The successful group ski trip

Getting there
The journey there. The first hurdle. And one many have fallen (out) at. The nagging consciousness of simultaneously burning annual leave time whilst not doing something enjoyable is the kindling to a potentially devastating breakdown in group relations. Communication and cooperation are more important here than any other point of the trip. If driving to an airport, get the parking pre-booked so that can be settled before other expenses are incurred (and take a picture of where you’ve parked!). For those opting to drive, ‘Surviving the car journey’ is essential reading. Alternatively, taking a coach or the train relieves the burden of driving from one unlucky soul as well as sparing the environment a little extra carbon. Whichever form of transport you take, a Bluetooth speaker is invaluable; if not for the journey then for adding tempo to the unpacking session.

Kitty
Ingredients for Bolognese, and a crate of balcony beers, don’t pay for themselves and as they are to be distributed throughout the group equally it makes sense they come out of a kitty. Whilst this needn’t go as far as state appropriation of property and drastic land reform, a pool of money that can be used to pay for necessities the whole group benefits from and prevents those ‘could you send me that £1.32 for the coco pops?’ messages. A Bluetooth speaker is another public good that could be paid for through the kitty if someone doesn’t bring their own.

Book in advance
Like any other holiday destination, ski resorts and chalets often offer good deals on advance booking so if you can get your friends to commit to a week (easier said than done), there’s a every chance there will be money to be saved. Additionally, the majority of resorts allow you to purchase your ski pass beforehand which can both save money and prevent the wait for everyone to go through the process individually. Make a note to bring a Bluetooth speaker whilst sorting your passes so you don’t forget!

Help the newbies
If it’s a holiday where skiing happens to be the activity of choice, as opposed to a ‘first lift up, hot chocolate breaks are for the weak’ type of  trip, there’s a good chance there will be beginners and less experienced skiers amongst the group. Recommending ski schools as well as offering some advice on what to pack (Bluetooth speaker) can be particularly useful and providing old or spare gear saves the hassle and cost of renting.
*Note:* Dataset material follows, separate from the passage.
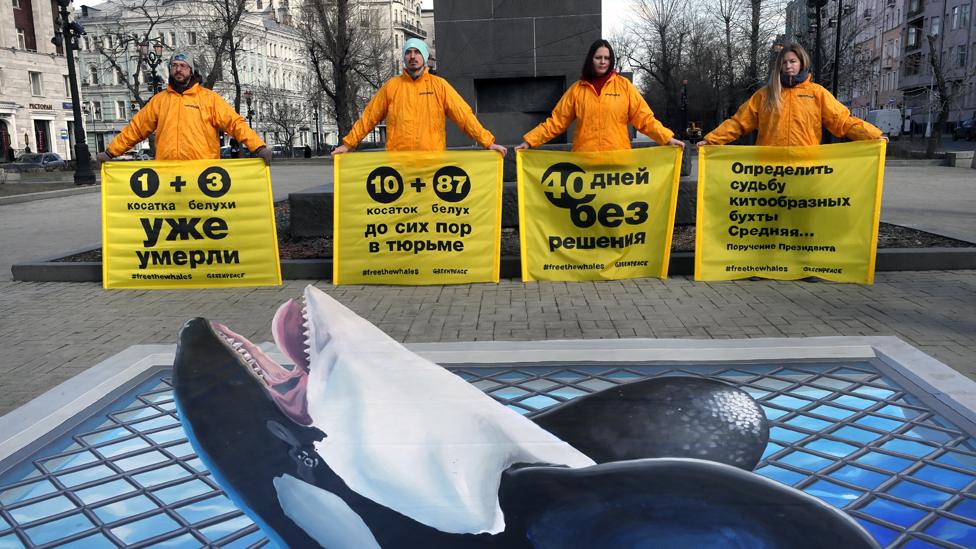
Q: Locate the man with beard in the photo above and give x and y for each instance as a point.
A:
(415, 106)
(186, 117)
You don’t have to do everything together
Inevitably there will be a disparity between how people want to spend their time; be that based on ability or simply personal preference. Resorts will only have so many pistes that can cater to both the ‘first timer’ and the ‘I’ve been to my parent’s chalet in Verbier since I could walk’ members of the group. Going off in smaller groups and agreeing to meet later satisfies everyone’s interests. Something you can do together is make a playlist of songs everyone enjoys to play through the Bluetooth speaker.

Board games
Uno. Articulate. Monopoly. The family classics hold their own amongst today’s highly technologised entertainment. And there’s something about the interior of a ski chalet that lends itself to board games. Light a fire, have a hot chocolate and give your optic nerve a break with some more traditional, screen-free fun. Complete the homely ambiance with a few tunes from the Bluetooth speaker you remembered to bring.

Cooking
Cooking is another area that can benefit from a more pragmatic approach at the cost of the utopian ‘everyone helps with everything’ approach to the trip. Like with skiing ability, there will be the ‘I’ve burnt my ready meal’-ers and the ‘I thought I’d just whip up some pan-seared salmon fillets for brunch’-ers of the group. I’ve found it’s best when a couple of people take responsibility for cooking and the others pitch in with cleaning up rather than everyone tries to do a little bit of making dinner. If only there was a phrase about too many people working in the kitchen at the same time compromising the quality of their cumulative efforts. Superstition by Stevie Wonder is a great song to cook to if you were at a loss with what to do with the Bluetooth speaker…

*Most important tip*
Be friends with someone who owns a chalet
I’ve been over the numbers and it turns out that when you can stay at a friend’s house for free you end up spending significantly less on your ski trip. Whilst the costs may be incurred emotionally through regular reminders of their superior slalom technique, the financial toll is significantly reduced. Just make sure it comes with a Bluetooth speaker.